Before COVID-19, ships hauling dry bulk ⁠— like iron ore, coal and grain ⁠— were making somewhere between $7,000 and $10,000 per day. Today, those same ships are making $30,000 a day, three times what they were making just six months ago. The raw commodity market is red hot following a period of pent-up demand. 

For one client alone, a dry bulk ship will carry about 70,000 metric tons of Midwestern corn, for example, from New Orleans to Japan, by way of hundreds of small barges on the Mississippi River. The total cost of transportation for this end-to-end journey is $4 million, including $1 million worth of fuel and a $200,000 fee for loading the corn off the barges and onto the ship.

Like other industry segments, raw commodity shipping lacks visibility, overly depends on third parties and is therefore attracting significant financial interest from venture capitalists. Ocean Freight Exchange (OFE), a multiplatform marketplace that has raised over $6 million now in funding since its launch in 2015, has made significant strides to digitize the bulk and tanker industry. 

In an interview with CEO and co-founder John Hahn, he explained that OFE uses artificial intelligence to disrupt the way deals have historically been done in bulk shipping. By centralizing the location data on live ships, cargo and ports, as well as making market research and vessel history data accessible, charterers and shipowners can more easily and intelligently match ships with their next cargoes. 

“There are tens of thousands of these ships that are tramping around the world, often not knowing where they’re going to go next after they discharge the cargo on board,” said Hahn. “Ten years ago, tracking vessels was pretty difficult. The infrastructure wasn’t good enough, and the data was messy and expensive. There weren’t enough companies providing the right data to build intelligent systems.”

But even as technology advances, there are still issues maintaining data visibility in parts of the South China Sea and Southeast Asia, as satellites cannot keep up with heavy congestion. In other areas of the world, like Iran or Cuba, ships will sometimes turn off their transponders. In piracy zones like in East Africa, the crew might install barbed wire around the ship and hire a couple of former Navy Seals to guard the ship. 

OFE’s matching platform hopes to bring order, data visibility and control to a historically unpredictable part of the freight industry. Thus far, OFE has focused on vessels carrying 20,000 to 80,000 metric tons of cargo, but plans to expand its offerings to both smaller and larger shipments in the future. After securing its latest round of funding, OFE was able to expand its globally dispersed staff to 25 employees, who work remotely from locations such as Singapore, Los Angeles, New York, Mexico City, Mumbai, and Madrid.

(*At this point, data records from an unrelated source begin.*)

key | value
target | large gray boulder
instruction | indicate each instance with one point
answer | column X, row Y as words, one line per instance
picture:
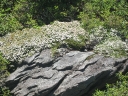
column 72, row 74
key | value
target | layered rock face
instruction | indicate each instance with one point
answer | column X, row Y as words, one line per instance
column 74, row 73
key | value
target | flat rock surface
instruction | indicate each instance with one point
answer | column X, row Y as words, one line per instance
column 73, row 74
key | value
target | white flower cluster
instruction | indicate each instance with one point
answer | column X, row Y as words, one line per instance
column 100, row 34
column 21, row 44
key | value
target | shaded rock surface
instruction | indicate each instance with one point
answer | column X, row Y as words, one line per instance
column 73, row 74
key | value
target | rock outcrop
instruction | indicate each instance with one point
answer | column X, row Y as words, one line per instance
column 72, row 74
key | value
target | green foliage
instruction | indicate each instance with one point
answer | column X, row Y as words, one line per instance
column 120, row 88
column 4, row 91
column 21, row 14
column 107, row 13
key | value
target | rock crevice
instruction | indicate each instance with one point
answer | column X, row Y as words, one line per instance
column 73, row 74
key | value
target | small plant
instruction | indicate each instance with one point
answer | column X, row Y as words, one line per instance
column 4, row 91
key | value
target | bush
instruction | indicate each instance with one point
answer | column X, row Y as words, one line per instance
column 120, row 88
column 8, row 23
column 4, row 91
column 107, row 13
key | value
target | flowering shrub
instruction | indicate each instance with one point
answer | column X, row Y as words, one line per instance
column 21, row 44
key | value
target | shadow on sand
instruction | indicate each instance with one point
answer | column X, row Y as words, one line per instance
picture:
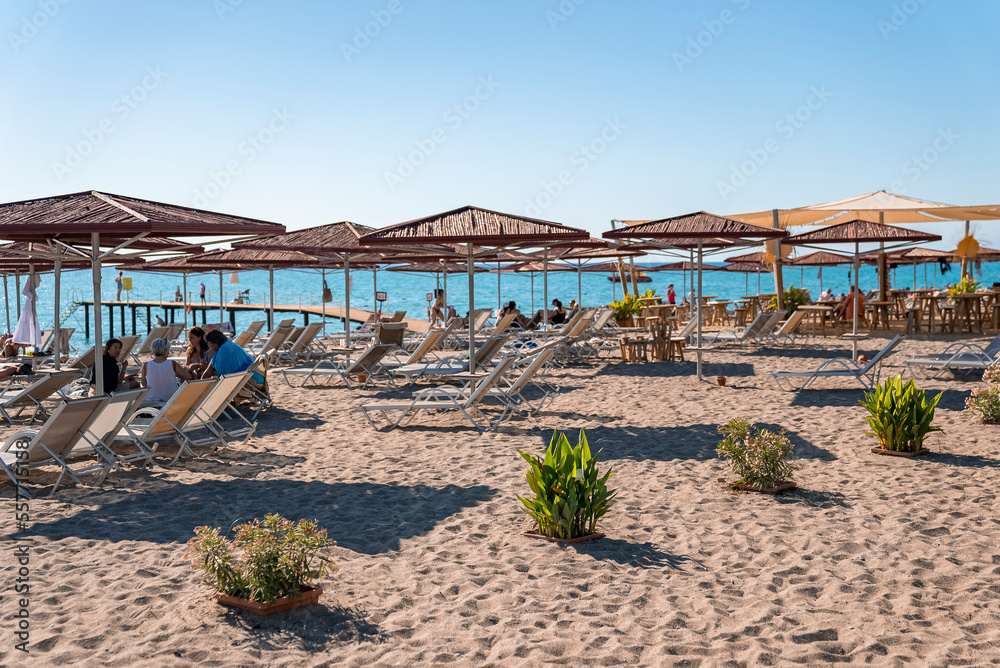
column 697, row 441
column 362, row 517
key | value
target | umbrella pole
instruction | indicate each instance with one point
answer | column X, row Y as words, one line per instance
column 854, row 339
column 57, row 330
column 95, row 270
column 545, row 286
column 347, row 301
column 472, row 319
column 270, row 304
column 699, row 309
column 222, row 317
column 6, row 302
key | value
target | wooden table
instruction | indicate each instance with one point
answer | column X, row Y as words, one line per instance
column 817, row 315
column 880, row 311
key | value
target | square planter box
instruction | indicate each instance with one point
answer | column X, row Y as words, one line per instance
column 552, row 539
column 895, row 453
column 310, row 595
column 768, row 490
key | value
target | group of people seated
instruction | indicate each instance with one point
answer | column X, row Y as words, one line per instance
column 208, row 354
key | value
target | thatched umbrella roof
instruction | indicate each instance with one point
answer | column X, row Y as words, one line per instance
column 91, row 211
column 479, row 227
column 860, row 231
column 694, row 226
column 820, row 259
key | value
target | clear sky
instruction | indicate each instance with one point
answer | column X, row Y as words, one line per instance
column 580, row 111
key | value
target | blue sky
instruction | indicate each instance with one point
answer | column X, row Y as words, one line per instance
column 573, row 111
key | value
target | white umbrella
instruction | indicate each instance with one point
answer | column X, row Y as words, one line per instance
column 27, row 330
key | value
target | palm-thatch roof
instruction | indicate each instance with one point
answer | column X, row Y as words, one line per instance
column 479, row 227
column 699, row 225
column 860, row 231
column 83, row 213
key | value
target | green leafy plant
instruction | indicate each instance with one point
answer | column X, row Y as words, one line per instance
column 900, row 415
column 570, row 494
column 794, row 298
column 266, row 560
column 984, row 403
column 760, row 457
column 964, row 286
column 629, row 305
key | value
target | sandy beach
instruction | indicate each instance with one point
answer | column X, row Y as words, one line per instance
column 872, row 561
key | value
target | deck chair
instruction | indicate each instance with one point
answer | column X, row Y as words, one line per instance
column 432, row 401
column 248, row 334
column 272, row 342
column 753, row 333
column 451, row 365
column 958, row 356
column 33, row 395
column 509, row 392
column 391, row 333
column 147, row 426
column 841, row 367
column 110, row 420
column 787, row 332
column 145, row 349
column 368, row 364
column 53, row 442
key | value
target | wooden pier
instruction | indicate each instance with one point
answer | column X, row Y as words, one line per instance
column 209, row 313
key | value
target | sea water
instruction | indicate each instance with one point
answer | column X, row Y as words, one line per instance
column 409, row 291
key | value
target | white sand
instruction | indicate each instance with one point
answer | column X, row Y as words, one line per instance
column 875, row 560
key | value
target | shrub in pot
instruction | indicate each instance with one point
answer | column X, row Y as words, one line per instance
column 761, row 458
column 570, row 494
column 266, row 560
column 984, row 403
column 900, row 415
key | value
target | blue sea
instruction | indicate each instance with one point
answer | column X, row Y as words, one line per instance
column 408, row 291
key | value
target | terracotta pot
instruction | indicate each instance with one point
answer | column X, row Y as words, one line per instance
column 765, row 490
column 896, row 453
column 310, row 595
column 551, row 539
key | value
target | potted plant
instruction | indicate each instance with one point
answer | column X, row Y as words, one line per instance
column 985, row 402
column 900, row 417
column 269, row 566
column 761, row 458
column 570, row 494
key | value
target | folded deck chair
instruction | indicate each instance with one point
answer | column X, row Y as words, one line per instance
column 509, row 391
column 368, row 364
column 53, row 442
column 147, row 426
column 753, row 333
column 33, row 395
column 248, row 334
column 841, row 367
column 956, row 357
column 429, row 400
column 454, row 364
column 787, row 332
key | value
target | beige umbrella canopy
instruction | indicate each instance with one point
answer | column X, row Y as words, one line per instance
column 879, row 206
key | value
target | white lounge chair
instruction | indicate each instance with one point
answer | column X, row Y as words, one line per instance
column 33, row 395
column 53, row 443
column 841, row 367
column 429, row 400
column 957, row 356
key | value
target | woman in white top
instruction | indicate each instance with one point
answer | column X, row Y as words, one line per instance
column 160, row 375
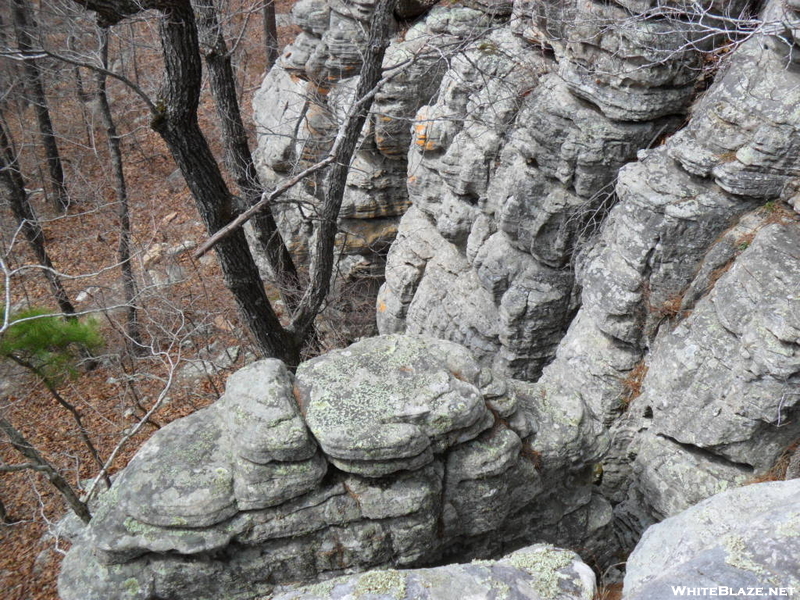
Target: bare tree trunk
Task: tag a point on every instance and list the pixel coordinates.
(121, 190)
(24, 24)
(270, 33)
(175, 119)
(76, 416)
(177, 124)
(237, 150)
(28, 451)
(336, 178)
(11, 177)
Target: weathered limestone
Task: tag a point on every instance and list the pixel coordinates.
(648, 296)
(512, 172)
(396, 451)
(306, 96)
(743, 538)
(535, 573)
(715, 403)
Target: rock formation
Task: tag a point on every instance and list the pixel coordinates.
(535, 573)
(396, 451)
(594, 319)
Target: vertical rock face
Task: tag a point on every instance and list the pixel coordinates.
(626, 311)
(306, 96)
(686, 285)
(516, 161)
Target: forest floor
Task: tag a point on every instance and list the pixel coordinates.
(188, 318)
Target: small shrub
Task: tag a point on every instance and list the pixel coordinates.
(50, 343)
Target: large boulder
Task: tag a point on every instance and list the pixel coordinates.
(534, 573)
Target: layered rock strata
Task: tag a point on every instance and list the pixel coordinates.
(303, 101)
(534, 573)
(739, 540)
(397, 451)
(689, 302)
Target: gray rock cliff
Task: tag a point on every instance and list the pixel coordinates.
(591, 312)
(397, 451)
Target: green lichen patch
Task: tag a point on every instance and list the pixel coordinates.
(381, 583)
(544, 564)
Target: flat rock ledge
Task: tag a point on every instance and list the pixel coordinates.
(743, 538)
(399, 451)
(539, 572)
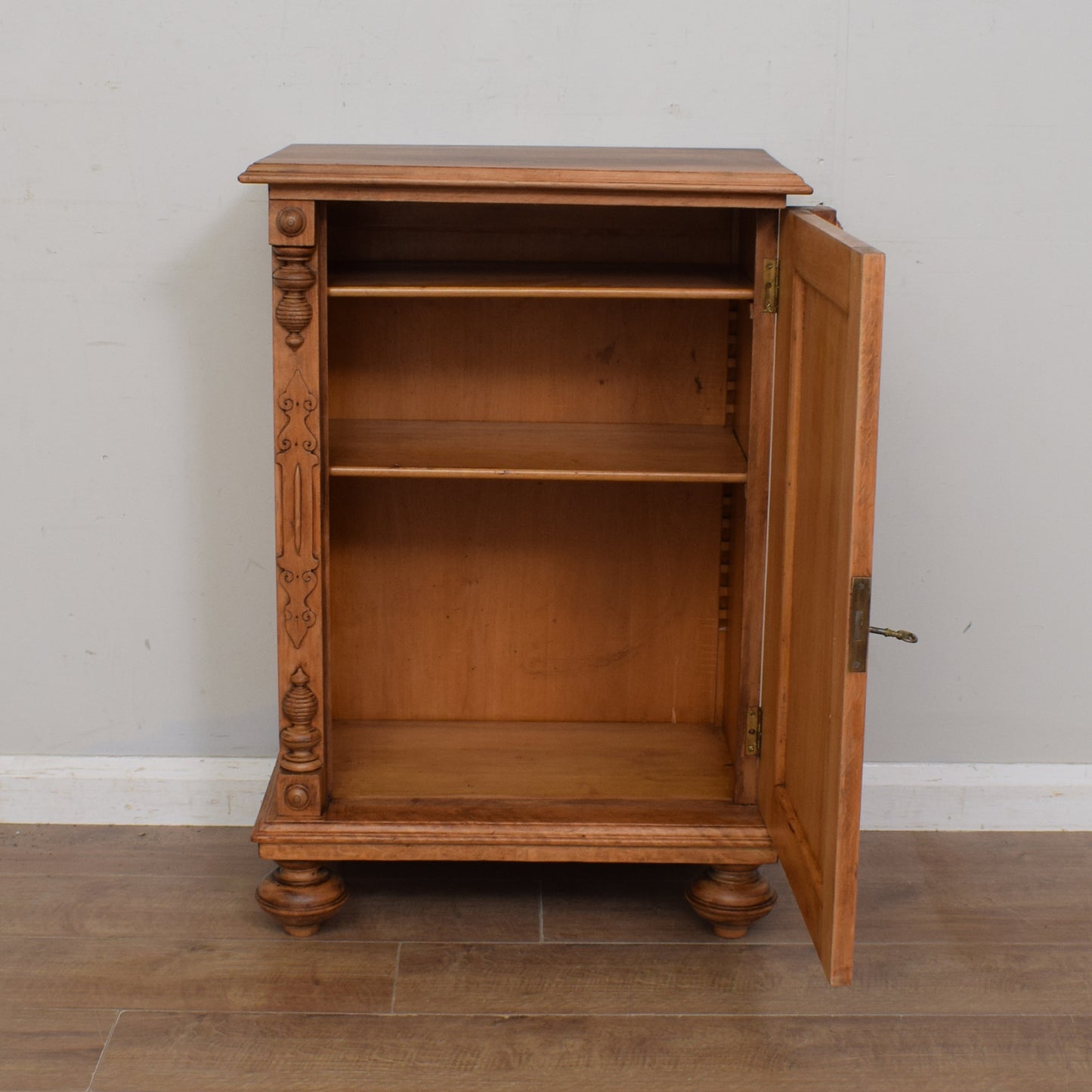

“The industry is so traditional and set in their old ways that you have to come from the industry, leave it, and realize, ‘I can create a solution and go back into it.’ You need people from the industry that know the power players and intimately understand the pain points in order to start a venture capital-backed technology company.”

As for Hahn, before launching OFE, he was the managing director of ocean freight at Noble Group and a freight trader at Louis Dreyfus Commodities. One vision that keeps him working and hopeful is providing more options for buyers and sellers, such as farmers. 

Historically and due to a lack of technology, farmers have been forced to just sell to multi-billion dollar conglomerates like Cargill or Louis Dreyfus Commodities. When the corn leaves the farm or is loaded on the barges, the farmers are traditionally done with the deal.

“But why is there a middleman that takes that down the river?” asked Hahn. “Why is there a middleman that then loads that into an elevator? Why is there a middleman that puts the corn on a bigger ship for the Panama Canal and to the customer in Japan? If the farmer had the phone number of the customer buying the grain or OFE’s app to make the match, maybe there wouldn’t be as many middlemen and maybe the farmer would have better options.”